Cursor 3.2 shipped worktrees, multitask, and multi-root workspaces — the orchestration layer materializing in production. But developer forums immediately flagged stability issues: corrupted chat histories, broken file saves, agents hanging when not in focus. The orchestration future arrived with bugs that an agent-first workflow can't afford.

And SEAL — the independent standardized benchmark the industry relies on for apples-to-apples comparison — still hasn't published results for GPT-5.5 or DeepSeek V4 as of April 25. Every evaluation you've read this week is either self-reported by the vendor or run on custom scaffolding. The market is making adoption decisions on unverified numbers.

What the Week Proved

The JetBrains January 2026 survey landed the same week: 90% of developers use at least one AI tool. 51% of GitHub commits are AI-generated or assisted. Claude Code is the most loved tool on the market (CSAT 91%, NPS 54). And only 29% trust AI output to be accurate.

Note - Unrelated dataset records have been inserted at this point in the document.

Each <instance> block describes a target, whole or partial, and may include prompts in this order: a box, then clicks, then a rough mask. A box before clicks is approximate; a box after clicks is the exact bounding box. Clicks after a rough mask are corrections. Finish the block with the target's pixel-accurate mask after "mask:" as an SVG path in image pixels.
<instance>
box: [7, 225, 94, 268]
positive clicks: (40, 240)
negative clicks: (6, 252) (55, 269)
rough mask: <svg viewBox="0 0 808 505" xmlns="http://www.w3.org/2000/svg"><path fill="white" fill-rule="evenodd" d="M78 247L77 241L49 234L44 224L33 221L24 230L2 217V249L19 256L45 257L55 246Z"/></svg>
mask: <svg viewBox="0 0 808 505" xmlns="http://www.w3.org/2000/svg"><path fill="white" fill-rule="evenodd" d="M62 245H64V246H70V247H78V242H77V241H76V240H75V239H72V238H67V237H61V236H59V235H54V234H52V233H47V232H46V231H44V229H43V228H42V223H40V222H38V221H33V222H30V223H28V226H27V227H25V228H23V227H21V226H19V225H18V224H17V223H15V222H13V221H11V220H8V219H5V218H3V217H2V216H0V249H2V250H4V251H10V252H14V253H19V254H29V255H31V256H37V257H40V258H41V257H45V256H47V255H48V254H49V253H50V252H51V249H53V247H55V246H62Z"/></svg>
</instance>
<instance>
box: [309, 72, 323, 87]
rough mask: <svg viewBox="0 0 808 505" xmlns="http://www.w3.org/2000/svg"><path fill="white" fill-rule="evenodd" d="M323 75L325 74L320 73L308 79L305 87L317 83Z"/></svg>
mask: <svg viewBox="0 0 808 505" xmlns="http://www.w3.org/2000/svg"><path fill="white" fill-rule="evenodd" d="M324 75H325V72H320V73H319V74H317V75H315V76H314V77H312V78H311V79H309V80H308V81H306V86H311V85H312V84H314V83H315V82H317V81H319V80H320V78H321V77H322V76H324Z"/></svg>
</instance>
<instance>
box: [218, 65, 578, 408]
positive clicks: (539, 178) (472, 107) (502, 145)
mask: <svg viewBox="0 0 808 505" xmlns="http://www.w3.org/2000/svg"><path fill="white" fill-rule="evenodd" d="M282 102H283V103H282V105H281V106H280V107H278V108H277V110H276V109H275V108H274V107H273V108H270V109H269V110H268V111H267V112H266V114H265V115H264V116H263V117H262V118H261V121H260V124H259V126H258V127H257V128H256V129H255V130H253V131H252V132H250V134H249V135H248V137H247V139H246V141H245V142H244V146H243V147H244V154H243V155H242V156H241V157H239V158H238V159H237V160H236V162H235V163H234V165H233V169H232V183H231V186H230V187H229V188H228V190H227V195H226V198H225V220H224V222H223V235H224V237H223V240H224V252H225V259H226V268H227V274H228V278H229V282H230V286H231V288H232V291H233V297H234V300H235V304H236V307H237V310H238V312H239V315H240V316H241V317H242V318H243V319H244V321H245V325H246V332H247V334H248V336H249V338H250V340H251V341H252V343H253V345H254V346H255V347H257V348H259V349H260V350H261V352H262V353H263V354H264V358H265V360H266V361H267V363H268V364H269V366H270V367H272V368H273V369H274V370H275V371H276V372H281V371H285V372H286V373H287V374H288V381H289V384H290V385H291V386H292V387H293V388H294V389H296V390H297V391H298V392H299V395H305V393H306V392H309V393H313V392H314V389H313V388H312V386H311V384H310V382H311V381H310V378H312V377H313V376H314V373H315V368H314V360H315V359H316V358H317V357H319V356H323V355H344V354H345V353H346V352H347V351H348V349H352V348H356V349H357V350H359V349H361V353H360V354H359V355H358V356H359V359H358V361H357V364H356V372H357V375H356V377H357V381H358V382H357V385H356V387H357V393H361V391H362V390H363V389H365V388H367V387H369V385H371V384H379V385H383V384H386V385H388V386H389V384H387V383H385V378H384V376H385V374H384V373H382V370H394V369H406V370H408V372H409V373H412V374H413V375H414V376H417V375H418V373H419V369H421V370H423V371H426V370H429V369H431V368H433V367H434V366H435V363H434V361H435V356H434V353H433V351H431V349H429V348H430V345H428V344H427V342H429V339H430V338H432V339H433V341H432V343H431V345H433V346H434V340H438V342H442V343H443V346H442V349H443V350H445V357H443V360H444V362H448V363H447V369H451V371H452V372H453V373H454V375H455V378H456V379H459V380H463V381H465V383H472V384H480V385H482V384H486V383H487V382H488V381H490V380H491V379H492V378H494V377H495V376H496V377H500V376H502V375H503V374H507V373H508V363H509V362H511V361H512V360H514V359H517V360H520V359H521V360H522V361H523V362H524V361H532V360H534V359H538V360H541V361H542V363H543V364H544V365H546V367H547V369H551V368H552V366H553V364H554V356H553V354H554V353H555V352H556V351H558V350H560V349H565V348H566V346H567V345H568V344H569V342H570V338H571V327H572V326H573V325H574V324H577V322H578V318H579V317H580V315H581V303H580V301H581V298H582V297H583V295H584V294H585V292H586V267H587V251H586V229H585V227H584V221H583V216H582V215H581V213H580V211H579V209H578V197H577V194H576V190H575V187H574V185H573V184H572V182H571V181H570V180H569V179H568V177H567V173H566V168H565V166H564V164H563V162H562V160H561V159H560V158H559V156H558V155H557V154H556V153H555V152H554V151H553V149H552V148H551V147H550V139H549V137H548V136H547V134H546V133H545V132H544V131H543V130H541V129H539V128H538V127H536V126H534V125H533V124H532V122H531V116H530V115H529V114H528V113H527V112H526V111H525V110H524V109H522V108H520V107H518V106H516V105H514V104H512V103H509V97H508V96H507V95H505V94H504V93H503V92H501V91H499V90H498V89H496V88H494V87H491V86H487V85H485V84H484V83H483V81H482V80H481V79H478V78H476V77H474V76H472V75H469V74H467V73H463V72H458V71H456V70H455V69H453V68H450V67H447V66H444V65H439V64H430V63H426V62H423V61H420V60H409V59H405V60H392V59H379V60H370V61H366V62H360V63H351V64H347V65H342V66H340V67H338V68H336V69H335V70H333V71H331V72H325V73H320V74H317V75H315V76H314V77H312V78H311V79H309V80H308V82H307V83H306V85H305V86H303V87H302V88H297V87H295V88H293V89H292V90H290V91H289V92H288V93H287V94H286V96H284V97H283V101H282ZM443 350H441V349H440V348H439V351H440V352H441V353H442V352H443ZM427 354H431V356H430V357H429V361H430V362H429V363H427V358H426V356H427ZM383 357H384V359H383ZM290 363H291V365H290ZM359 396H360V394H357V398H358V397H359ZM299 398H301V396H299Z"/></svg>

That gap — 90% using, 29% trusting — is the frame for understanding this week. The models are genuinely diverging, each specializing on different axes. The tools are shipping orchestration features faster than they can stabilize them. The evaluation infrastructure can't keep up with the release cadence. And developers are adopting all of it anyway, because the productivity pull is too strong to resist and the trust infrastructure hasn't been built yet.

Everyone shipped. Nobody verified. The week keeps moving.